The company claims he actually had sex with three other staff in the year before he was fired and awarded actions worth hundreds of thousands of dollars to one of those people, details Monday a document sent to the American financial markets authority.

He would then have sought to destroy evidence of these links, explicit photographs sent from his professional email address to his personal account. But those emails remained on the company’s servers.

The board says it would not have paid compensation to Mr. Easterbrook if he had been fired “for misconduct” in November 2019 and is therefore seeking to recover them, the document adds.

According to the firm Equilar, the former chief executive was awarded the equivalent of just over $ 40 million.

This is not the first time that a boss has been dismissed for an office affair, with large American companies generally prohibiting in their “codes of conduct” relations between a boss and his subordinates.

But the companies generally manage not to give details on the reasons for these departures and the owners concerned leave without making waves.

The subject has become more sensitive since the #MeToo movement against harassment and sexual assault. And the recent anti-racist movement “Black Live Matters” has made large corporations pay even more attention to their ethical responsibility.

McDonald’s is also accused by an international coalition of unions, which seized the Organization for Economic Co-operation and Development (OECD) in May, of tolerating “systematic sexual harassment” in its restaurants around the world between vulgar comments, touching and assaults.

The group said Monday that it had ensured that Mr. Easterbrook could not immediately exercise his stock options or sell shares granted as part of his compensation.

In a letter to employees when he was fired, the former boss admitted to having made “a mistake”.

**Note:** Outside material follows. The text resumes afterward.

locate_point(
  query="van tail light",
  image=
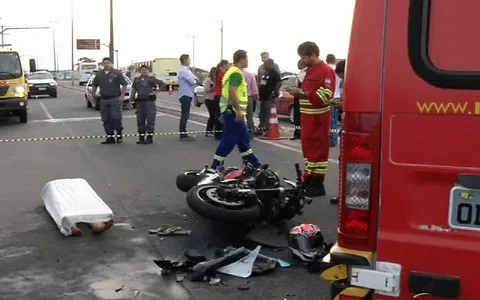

He was immediately replaced by Chris Kempczinski, until then number 2 in the group.

In a message Monday, the latter said that McDonald’s “does not tolerate any behavior on the part of its employees that does not reflect the values” of the company.

“More than ever, it is time to act for what we say we represent and to embody a positive force for change,” he adds.

Mr. Kempczinski says in particular that he wants to maintain an environment in which the company’s employees can report, without fear, behavior that they consider contrary to the values ​​of the group.